Sacyr allowed the deal to run the airport to elapse whilst playing hardball with Murcia region last year over a 200 million euro bond that was due, and that Sacyr was refusing to pay.
The bond was eventually rescued by a 40 million euro loan to Murcia from the central State, and, in theory, Murcia and Sacyr are about to sign a new contract to run the airport, if it ever opens.
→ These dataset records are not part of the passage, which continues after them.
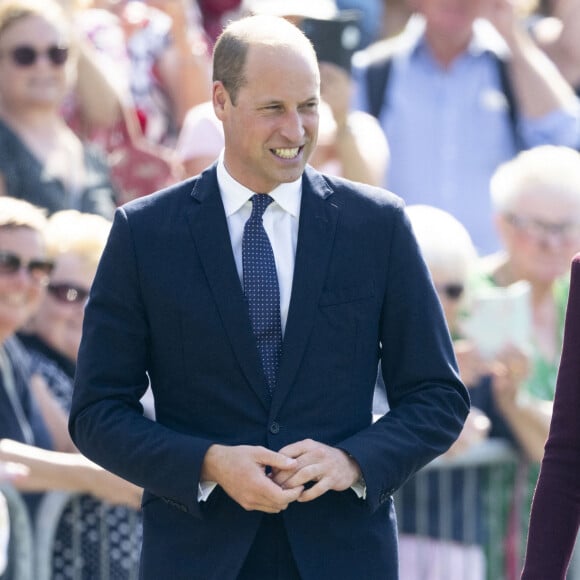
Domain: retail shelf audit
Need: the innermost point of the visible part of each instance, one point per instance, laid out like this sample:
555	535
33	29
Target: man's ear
221	98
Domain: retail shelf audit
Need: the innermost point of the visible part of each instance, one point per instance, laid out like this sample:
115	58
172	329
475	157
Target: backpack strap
377	77
507	90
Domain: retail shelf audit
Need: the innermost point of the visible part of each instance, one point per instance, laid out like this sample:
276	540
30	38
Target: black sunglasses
68	293
26	55
451	291
39	268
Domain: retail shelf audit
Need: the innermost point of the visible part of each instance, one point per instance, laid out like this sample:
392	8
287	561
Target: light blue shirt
448	129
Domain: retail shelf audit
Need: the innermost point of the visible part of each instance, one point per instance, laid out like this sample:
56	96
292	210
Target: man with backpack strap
462	89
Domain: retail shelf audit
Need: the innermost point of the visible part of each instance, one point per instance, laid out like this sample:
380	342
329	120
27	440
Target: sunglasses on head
26	55
451	291
39	268
68	293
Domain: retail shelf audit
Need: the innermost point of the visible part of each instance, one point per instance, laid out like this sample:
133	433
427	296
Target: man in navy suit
245	478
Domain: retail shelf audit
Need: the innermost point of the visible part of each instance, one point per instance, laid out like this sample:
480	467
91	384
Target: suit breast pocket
343	318
346	294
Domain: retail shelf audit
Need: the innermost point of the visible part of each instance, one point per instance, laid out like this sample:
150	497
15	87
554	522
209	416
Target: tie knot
260	202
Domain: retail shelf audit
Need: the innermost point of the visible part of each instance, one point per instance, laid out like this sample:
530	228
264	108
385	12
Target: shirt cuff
204	489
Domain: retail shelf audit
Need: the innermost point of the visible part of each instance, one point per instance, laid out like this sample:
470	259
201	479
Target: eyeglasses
39	268
539	229
68	293
451	291
26	55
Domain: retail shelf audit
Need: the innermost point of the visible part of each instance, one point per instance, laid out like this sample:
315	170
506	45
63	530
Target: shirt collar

If the bond had been executed (and it was far overdue) the whole thing would have fallen into the hands of the banks, who don’t want to touch the thing with a bargepole.
However, the Murcian Minister for Industry, José Ballesta, has been asked if the collapse in the share value of Sacyr due to the Panama Canal fiasco could affect the contract.
“It won’t” he promised.
“What if the fall in the value of the company means they can’t raise a new bond to run the airport?” “Then yes, it will affect the deal” conceded Ballesta.
Because if Sacyr can’t raise a new massive bond to back the airport then Murcia won’t sign over the airport handling lease, because Murcia region needs to offload the bond due to Madrid laws.
But if Murcia doesn’t sign over the airport, there is no-one else interested, because Sacyr owns too much of the assets in the airport.
So….. Either Murcia keeps the airport handling contract (and the airport doesn’t open), or Sacyr finds the cash and takes it back, but still leaves Murcia with a massive debt to service. Either way, I reckon the taxpayers are stuffed.